Homily (Reflection) for the Memorial of Saint Agnes of Rome, V.M., (21st January, 2019) on the Gospel and the Memorial
(Monday of the Second Week in Ordinary Time (I))

Heb 5:1-10;
Ps 109:1-4. (R. v.4);
Mk 2:18-22.

Saint Agnes of Rome was born c. 291 AD in a wealthy Christian family. She was very beautiful. Agnes vowed to God never to stain her purity. As a result she turned all those seeking for her hand in marriage down including Procop, the Governor's son. In great anger he brought her to his father accusing her of being a Christian. Despite all the promises made her by the Governor Agnes did not change her mind. Finally, she was condemned to death. Even the pagans cried to see such a young (12 or 13 years old) and beautiful girl going to death. She prayed and bowed her head for the death-stroke of the sword on 21 January 304.
Saint Agnes is the patron saint of young girls, chastity, rape survivors, gardeners, engaged couples, and the Children of Mary. She is often represented with a lamb, the symbol of her virgin innocence, and a palm branch, like other martyrs[1]. She is venerated as a saint in the Roman Catholic Church, Eastern Orthodox Church, the Anglican Communion, and Lutheranism[2].
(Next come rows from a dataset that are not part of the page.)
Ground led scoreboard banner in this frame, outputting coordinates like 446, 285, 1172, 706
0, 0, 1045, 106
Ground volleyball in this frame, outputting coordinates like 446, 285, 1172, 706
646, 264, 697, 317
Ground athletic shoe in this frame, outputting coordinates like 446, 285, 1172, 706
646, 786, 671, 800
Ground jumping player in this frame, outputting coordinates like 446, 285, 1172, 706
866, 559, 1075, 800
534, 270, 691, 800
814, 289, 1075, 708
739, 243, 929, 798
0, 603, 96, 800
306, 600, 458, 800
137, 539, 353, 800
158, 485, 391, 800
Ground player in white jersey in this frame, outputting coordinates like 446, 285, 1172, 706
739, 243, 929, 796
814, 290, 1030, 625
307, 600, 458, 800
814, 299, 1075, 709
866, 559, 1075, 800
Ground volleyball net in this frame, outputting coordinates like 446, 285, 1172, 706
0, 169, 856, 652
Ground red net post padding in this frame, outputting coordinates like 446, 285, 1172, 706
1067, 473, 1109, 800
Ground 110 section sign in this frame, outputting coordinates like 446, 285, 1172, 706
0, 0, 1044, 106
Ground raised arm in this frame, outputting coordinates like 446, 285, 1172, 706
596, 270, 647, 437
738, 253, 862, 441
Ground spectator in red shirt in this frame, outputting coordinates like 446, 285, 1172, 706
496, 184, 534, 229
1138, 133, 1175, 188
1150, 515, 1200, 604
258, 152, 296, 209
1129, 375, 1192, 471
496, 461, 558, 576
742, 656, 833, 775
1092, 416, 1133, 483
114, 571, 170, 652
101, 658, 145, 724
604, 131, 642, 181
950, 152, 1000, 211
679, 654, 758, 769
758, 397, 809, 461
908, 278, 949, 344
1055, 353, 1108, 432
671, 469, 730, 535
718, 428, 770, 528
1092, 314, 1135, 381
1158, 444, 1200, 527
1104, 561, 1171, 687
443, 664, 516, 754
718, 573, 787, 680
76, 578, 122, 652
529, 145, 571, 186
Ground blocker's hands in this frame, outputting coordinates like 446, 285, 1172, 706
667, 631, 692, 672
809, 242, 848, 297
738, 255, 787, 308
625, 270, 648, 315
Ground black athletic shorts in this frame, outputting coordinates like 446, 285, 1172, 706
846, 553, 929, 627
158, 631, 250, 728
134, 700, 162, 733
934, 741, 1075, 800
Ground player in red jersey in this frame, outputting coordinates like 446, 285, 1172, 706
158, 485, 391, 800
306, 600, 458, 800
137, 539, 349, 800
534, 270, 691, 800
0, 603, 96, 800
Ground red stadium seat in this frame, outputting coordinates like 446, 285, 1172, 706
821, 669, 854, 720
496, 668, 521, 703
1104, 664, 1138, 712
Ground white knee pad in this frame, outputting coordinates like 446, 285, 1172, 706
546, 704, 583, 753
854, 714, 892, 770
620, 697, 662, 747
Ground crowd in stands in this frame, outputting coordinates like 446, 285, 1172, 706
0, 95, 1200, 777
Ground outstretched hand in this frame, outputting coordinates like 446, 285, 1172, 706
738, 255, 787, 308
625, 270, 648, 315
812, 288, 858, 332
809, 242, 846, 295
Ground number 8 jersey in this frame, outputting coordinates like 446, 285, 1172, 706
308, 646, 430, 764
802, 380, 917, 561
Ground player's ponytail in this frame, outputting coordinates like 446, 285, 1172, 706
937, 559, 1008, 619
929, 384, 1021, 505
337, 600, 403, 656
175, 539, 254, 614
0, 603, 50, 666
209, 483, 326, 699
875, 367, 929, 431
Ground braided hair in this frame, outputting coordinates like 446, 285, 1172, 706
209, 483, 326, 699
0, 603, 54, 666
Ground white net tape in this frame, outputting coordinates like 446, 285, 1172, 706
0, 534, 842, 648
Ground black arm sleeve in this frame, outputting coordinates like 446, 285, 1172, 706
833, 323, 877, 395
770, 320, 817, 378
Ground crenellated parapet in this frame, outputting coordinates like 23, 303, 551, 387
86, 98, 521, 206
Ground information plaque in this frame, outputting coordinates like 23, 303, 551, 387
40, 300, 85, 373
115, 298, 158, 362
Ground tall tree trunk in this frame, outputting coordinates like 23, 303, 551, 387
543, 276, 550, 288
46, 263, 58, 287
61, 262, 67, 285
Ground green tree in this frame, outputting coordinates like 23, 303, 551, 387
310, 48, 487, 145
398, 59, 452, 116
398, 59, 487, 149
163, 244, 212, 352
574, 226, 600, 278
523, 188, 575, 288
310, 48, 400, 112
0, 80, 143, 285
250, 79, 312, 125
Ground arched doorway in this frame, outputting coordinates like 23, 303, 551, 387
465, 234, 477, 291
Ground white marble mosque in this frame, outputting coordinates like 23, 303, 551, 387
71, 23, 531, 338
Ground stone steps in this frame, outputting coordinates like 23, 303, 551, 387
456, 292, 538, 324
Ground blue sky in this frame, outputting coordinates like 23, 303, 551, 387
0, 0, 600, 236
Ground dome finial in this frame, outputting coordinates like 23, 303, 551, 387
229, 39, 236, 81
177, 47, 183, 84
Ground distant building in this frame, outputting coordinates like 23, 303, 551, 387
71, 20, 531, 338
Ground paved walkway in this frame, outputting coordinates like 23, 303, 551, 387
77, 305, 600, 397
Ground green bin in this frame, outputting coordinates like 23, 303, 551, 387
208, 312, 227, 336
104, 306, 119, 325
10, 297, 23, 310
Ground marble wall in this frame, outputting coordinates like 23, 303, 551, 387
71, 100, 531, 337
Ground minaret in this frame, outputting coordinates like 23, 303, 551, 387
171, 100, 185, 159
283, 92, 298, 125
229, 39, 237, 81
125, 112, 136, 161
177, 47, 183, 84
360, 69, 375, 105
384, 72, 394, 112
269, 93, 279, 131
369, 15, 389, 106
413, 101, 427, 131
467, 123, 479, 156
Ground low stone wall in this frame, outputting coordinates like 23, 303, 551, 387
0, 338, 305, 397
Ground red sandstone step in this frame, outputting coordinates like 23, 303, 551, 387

Topic: Finding others’ faults.
In today’s gospel, people came to Jesus and put this question to Him: “Why do John’s disciples and the disciples of the Pharisees fast, but your disciples do not fast?” (Mk 2:18). In sum Jesus told them that it was not time for His disciples to fast.
The people expected the disciples of Jesus to fast just as those of John the Baptist’s and the Pharisees were doing. They would have made John, the Pharisees, and Jesus to be synonymous first, cf. Mk 2:21-22.
In our everyday lives many spend the greater part of their lives either trying to live other people’s lives or to make others live as they want. Others spend the precious time giving to them by God looking for those who do not live as they should.
The more one focuses on others’ faults the more he or she forgets about his or her own faults which might be much more than the one/s he/she finds in others, cf. Matt 7:3-5. We are to be our brothers’ and sisters’ keepers but we must first keep ourselves to be able to keep others. One must first keep his/her house in order. Saint Agnes of Rome focused on God. Hence, she pleased God alone.
Bible Reading: Matt 7:1-5.
Thought for today: Focus on correcting yourself first.
Let us pray: Lord, help us in our struggle to be better – Amen.